Then, last Thursday, I had a printed excel spreadsheet in the lunchroom. “Whatcha doin?” one of my co-workers asked.
“I’m in charge of a dinner for my church. I have to plan the seating arrangements,” I said.
The girl across the cube wall was organizing a trip out to happy hour. I had a class to teach, but passed by saying I didn’t drink. This is not technically true. I do drink sometimes, though I tend to suffer unpleasant physical effects from it. The real problem is that I am a very, very flirty drunk. Bad thing for drinking around co-workers, so I never go drinking with my co-workers.
I have drunk caffeine occasionally in front of them, but they might have missed it. What is more obvious is that I keep a carton of skim milk in the fridge.

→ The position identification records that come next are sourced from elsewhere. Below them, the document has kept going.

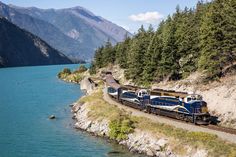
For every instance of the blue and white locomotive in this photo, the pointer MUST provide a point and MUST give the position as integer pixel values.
(179, 105)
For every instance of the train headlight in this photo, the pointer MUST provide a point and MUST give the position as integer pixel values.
(204, 110)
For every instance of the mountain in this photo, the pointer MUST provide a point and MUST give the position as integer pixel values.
(21, 48)
(46, 31)
(80, 31)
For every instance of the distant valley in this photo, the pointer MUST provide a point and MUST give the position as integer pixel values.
(21, 48)
(76, 32)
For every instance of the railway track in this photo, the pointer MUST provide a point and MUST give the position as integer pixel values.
(210, 126)
(222, 129)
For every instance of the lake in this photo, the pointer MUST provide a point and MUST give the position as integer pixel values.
(28, 96)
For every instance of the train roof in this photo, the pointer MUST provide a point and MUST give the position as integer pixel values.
(169, 92)
(111, 81)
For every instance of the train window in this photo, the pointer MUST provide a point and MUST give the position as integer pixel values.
(189, 99)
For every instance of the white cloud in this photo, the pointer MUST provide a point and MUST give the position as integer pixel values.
(148, 17)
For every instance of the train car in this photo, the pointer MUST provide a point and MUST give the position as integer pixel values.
(136, 99)
(113, 87)
(179, 105)
(191, 108)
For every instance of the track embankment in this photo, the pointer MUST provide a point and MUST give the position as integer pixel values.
(178, 124)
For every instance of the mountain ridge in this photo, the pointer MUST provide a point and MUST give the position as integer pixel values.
(75, 31)
(19, 47)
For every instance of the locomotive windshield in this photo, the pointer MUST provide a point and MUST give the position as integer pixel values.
(194, 97)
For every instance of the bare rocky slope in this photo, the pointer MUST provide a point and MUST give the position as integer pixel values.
(76, 32)
(21, 48)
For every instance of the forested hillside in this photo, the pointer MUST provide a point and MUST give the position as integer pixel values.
(202, 39)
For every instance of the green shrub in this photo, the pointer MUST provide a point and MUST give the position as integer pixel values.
(77, 78)
(121, 127)
(64, 73)
(81, 69)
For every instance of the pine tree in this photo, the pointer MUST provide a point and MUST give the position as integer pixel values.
(169, 58)
(212, 38)
(136, 55)
(152, 57)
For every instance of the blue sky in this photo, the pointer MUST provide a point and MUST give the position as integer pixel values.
(130, 14)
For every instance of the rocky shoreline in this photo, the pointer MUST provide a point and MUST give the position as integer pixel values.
(139, 141)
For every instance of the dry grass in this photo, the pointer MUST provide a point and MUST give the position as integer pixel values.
(100, 109)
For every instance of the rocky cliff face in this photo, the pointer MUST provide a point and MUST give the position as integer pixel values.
(220, 95)
(21, 48)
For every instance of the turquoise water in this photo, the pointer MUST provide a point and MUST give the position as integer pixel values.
(28, 95)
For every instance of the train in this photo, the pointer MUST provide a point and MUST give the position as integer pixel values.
(183, 106)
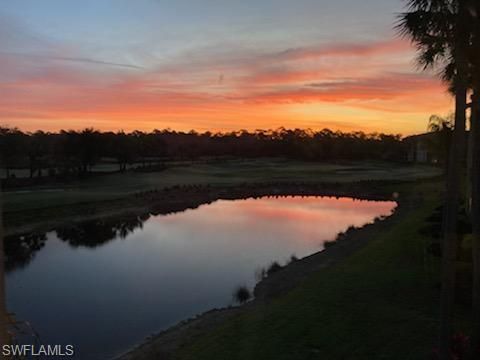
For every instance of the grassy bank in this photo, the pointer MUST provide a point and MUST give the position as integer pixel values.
(379, 303)
(222, 173)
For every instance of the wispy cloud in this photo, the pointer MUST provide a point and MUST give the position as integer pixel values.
(225, 86)
(69, 59)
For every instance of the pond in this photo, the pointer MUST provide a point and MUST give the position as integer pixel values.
(103, 286)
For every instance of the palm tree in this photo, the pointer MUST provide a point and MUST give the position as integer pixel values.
(439, 29)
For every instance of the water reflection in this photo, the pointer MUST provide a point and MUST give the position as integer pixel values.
(81, 285)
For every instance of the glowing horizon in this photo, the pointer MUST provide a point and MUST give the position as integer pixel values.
(213, 67)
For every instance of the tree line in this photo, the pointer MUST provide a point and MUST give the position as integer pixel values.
(446, 34)
(77, 152)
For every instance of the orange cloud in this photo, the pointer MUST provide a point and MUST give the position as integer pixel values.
(226, 91)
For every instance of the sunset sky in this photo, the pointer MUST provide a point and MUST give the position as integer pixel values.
(211, 65)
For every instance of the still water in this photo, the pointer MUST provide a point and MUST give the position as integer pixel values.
(105, 286)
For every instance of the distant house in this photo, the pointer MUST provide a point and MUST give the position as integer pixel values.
(419, 148)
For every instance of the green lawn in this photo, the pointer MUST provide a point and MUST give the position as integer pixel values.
(380, 303)
(116, 186)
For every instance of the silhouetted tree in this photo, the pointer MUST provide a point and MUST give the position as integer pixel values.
(440, 31)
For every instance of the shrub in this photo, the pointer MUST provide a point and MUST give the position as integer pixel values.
(241, 295)
(273, 268)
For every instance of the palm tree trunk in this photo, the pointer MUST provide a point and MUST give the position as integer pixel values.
(4, 338)
(454, 174)
(475, 215)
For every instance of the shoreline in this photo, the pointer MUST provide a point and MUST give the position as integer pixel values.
(164, 344)
(181, 198)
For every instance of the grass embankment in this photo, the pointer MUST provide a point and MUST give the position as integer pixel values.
(379, 303)
(43, 208)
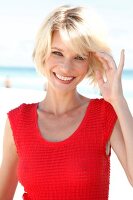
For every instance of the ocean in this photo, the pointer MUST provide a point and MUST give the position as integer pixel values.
(29, 78)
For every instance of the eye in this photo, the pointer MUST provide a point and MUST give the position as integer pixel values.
(57, 53)
(79, 57)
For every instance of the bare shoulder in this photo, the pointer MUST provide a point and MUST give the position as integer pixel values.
(8, 168)
(8, 142)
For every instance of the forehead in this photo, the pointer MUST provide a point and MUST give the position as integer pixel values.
(58, 42)
(65, 43)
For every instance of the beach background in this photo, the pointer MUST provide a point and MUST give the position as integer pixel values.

Probably the kicker was the other day when one of the other girls swore in front of me. She apologized. “That’s OK,” I said. “My last office was Mormon, so I’m out of the habit, but it doesn’t offend me.”
Her eyes widened almost imperceptibly, but I knew what the look meant.

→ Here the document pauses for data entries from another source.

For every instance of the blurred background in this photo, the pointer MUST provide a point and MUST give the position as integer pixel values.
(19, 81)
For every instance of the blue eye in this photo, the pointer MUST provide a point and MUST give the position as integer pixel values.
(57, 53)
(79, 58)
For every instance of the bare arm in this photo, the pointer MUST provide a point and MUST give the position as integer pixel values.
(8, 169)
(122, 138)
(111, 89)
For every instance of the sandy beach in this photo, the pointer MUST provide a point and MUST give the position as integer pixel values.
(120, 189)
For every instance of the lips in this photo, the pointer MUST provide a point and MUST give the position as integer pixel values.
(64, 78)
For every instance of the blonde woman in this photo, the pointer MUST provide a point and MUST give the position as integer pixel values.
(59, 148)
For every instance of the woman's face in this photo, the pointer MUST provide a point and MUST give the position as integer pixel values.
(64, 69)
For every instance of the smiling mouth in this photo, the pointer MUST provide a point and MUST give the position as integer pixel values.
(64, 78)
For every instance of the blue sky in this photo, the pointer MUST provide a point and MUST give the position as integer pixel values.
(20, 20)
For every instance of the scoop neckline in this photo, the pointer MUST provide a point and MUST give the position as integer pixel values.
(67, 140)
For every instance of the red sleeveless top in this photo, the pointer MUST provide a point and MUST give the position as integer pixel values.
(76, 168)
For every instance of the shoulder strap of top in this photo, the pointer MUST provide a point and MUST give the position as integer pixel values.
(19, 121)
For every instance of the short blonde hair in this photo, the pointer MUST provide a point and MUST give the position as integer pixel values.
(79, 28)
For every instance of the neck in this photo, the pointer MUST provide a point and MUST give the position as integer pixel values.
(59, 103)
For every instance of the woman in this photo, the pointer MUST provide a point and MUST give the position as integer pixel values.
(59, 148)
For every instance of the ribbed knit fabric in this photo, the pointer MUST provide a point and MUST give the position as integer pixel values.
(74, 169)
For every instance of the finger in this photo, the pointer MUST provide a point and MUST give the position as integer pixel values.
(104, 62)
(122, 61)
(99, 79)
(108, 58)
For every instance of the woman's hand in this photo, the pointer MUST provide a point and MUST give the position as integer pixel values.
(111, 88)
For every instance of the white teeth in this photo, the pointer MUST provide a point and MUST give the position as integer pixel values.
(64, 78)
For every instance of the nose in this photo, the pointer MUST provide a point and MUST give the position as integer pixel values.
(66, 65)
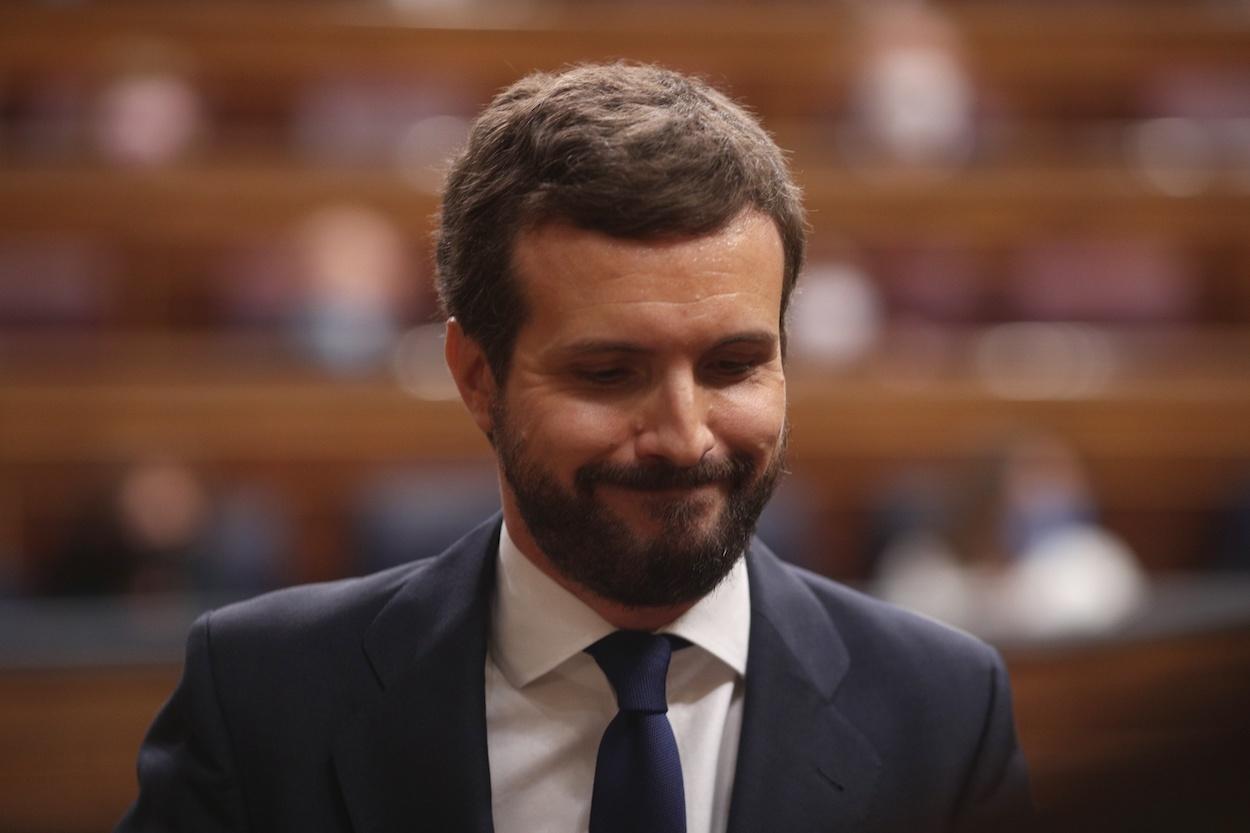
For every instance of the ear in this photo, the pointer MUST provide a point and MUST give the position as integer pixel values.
(473, 374)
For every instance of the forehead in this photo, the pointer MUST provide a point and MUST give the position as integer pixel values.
(565, 270)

So now I’m torn. Because nobody is going to ask me, in offices that’s just not done. And besides, in the commedia dell’arte of offices, the “really Christian one” is not a bad role to play. You can be a little odd and nobody thinks anything of it. People expect you to be nice, but I am nice to a fault anyway. (Oh, stop laughing. Chalicechick and the person who writes her are not completely the same. In real life I am far more the shrinking violet that I sound here.) Maybe that perception would keep me from being “one of the girls,” but I’ve never been “one of the girls” anyway.
It’s worth considering.
CC
Dark Mistress of Dining Logistics, that's me.

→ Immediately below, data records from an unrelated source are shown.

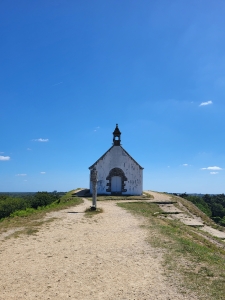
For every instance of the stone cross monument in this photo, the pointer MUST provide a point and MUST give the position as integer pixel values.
(94, 179)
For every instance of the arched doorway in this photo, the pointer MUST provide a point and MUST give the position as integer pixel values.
(116, 182)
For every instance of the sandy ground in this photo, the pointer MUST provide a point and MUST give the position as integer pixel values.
(74, 257)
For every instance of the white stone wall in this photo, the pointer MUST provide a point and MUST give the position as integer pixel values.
(118, 158)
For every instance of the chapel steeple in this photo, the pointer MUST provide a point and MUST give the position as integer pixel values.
(116, 136)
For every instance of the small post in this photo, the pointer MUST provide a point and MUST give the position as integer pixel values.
(94, 179)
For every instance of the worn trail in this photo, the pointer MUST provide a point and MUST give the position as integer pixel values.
(74, 257)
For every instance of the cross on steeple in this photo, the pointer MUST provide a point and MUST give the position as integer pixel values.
(116, 136)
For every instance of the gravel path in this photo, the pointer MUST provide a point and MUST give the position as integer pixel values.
(74, 257)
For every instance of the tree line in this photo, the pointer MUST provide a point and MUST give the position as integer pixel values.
(212, 205)
(9, 204)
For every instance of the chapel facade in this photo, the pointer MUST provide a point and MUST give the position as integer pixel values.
(118, 172)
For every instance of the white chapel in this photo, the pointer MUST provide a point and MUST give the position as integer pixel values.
(118, 172)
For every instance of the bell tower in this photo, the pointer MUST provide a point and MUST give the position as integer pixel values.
(116, 136)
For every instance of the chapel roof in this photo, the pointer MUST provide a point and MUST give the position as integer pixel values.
(92, 166)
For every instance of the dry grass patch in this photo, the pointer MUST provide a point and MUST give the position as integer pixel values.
(26, 224)
(89, 213)
(189, 258)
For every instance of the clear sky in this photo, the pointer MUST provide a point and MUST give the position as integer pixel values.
(70, 70)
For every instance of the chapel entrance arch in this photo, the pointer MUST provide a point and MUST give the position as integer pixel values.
(116, 182)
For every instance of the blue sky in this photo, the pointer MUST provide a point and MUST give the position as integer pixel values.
(71, 70)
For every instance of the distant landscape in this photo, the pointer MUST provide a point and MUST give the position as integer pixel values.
(23, 203)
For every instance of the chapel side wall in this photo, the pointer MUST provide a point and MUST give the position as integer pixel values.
(118, 158)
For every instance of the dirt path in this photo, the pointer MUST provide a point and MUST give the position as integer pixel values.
(74, 257)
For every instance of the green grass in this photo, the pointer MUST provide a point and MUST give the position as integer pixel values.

The dinner I'm running continues to go well, despite the people who register ten days late AND get all pissy when I say I can't seat them with their friends. Yesterday, I took RSVPs for awhile after church. When someone would come and talk to me about how wonderful it was to meet new people and how anyone who just wanted to sit with their friends was silly, I would keep that person talking on that subject for a long time. Setting a good example.
I was reminded yesterday how very sweet and adorable members of my church can be. A whole ton of them volunteered to help. So that's good. I seated myself with some people I like and some people I'd like to get to know better both nights, including a gothy youth whom I think theCSO would appreciate. A really charming older couple came up and thanked me profusely for their table arrangement, crowing happily how they were with some people they really liked and a few new people so they'd have a chance to make new friends. Made me a happy girl.
I don't know even half the people at my fairly large church, so I can't do this for everyone, but I really made an effort to seat people with other people whom they
might find interesting. Hard in the case of husbands who rarely go to church, but I did my best. My experience is that engineers can almost always talk to one another, so I tried to group engineer husbands. I seated new members with interesting long-term members.
The varying ways people can approach these things really amazes me. Some people make a very reasonable request (e.g. "Can I get a meal without cheese? I'm lactose intolerant...") and apologise for it profusely. People with dietary requirements have an unreasonably bad rap on this issue. It's something that caterers are pretty hip to, so if you ever need something like that, ask well in advance, but ask, we can normally help you out. It takes the person who is organizing a few phone calls, but if you're nice about it, we don't care.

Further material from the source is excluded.